Advice: to control computational time, all random forests runs will only be done once. For example, even if you may be tempted to average several runs of random forests when tuning a parameter, in order to stabilize the results, I kindly advise you not to do so (at least during this practical work).

  1. Load the Ozone data, from the mlbench package and remove all missing values.
    [you can apply the na.omit() function to the Ozone dataframe to do this].
    We recall that for this dataset we want to be able to predict variable named V4 with all other variables.
    We denote by \(n\) the number of observations of the dataset and by \(p\) the number of input variables.

  2. Build a random forest predictor, named rfSubSampHalf, which builds individual trees on sub-samples randomly drawn from the learning set without replacement and containing \(n/2\) observations (and every other parameter left to its default value). Output its OOB error.
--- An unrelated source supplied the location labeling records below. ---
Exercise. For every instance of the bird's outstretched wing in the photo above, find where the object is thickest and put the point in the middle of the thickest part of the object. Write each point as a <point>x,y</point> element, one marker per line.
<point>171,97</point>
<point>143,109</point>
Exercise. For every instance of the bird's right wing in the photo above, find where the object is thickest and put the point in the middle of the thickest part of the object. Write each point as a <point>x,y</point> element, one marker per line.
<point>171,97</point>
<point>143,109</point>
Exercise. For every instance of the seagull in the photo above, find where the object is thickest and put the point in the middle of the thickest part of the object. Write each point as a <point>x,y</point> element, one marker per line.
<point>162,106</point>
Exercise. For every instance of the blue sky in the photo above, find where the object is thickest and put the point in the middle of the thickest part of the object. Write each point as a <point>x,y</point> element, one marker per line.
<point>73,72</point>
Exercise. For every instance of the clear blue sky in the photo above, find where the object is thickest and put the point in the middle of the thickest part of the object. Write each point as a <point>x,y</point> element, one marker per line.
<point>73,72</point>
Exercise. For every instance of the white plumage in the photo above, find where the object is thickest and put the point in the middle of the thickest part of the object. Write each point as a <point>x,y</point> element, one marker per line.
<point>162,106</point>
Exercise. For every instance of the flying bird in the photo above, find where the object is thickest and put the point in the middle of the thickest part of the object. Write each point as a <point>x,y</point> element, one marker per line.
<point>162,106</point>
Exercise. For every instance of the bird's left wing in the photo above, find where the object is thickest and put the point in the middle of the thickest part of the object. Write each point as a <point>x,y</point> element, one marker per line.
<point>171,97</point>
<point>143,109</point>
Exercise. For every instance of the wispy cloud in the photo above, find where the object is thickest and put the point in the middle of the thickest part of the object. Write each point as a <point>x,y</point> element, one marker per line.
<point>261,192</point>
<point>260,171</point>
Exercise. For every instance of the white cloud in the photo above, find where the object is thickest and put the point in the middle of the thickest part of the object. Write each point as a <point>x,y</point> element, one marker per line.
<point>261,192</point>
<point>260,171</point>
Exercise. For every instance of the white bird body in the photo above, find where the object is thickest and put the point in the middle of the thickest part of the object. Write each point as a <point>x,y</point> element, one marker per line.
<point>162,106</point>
  3. Build now a RF predictor, named rfSubSampAll, which builds individual trees on sub-samples randomly drawn from the learning set without replacement and containing \(n\) observations (and every other parameter left to its default value). Comment on its OOB error.

  4. More generally, we consider RF which build individual trees on sub-samples randomly drawn from the learning set. Using OOB error, tune the size of the sub-sample in order to get the predictor with the best predictive performance.
    [Do not try more than 10 values, in order to limit the computational time]

  5. Build the RF predictor, named rfSubSampOpt, which uses the optimal value for the sub-sample size, found in the previous question. Compare the predictive performance of rfSubSampOpt with a RF predictor built with all default parameters values. Comment.

  6. Build a RF predictor, named rfNoSampMtry1, which does not perform any sampling (neither Bootstrap sample, neither sub-sampling) and which randomly chooses only one variable at each node of each tree before optimizing the split of this node (and every other parameter left to its default value).

  7. Use a 3-fold cross validation procedure to determine the performance of rfNoSampMtry1.

  8. Tune the number of variables randomly chosen at each node of each tree, for RF with no sampling.

  9. Using OOB error, tune the number of variables randomly chosen at each node of each tree, for RF with default values for all other parameters.

  10. Compare the error reached by the RF with no sampling trained with its associated best mtry value, and the error reached by the default RF with its associated best mtry value. Comment.

  11. Do you think that the two previous errors you have just compared are effectively comparable ?

  12. Write a few lines to highlight conclusions which can be drawn from your answers to the previous questions.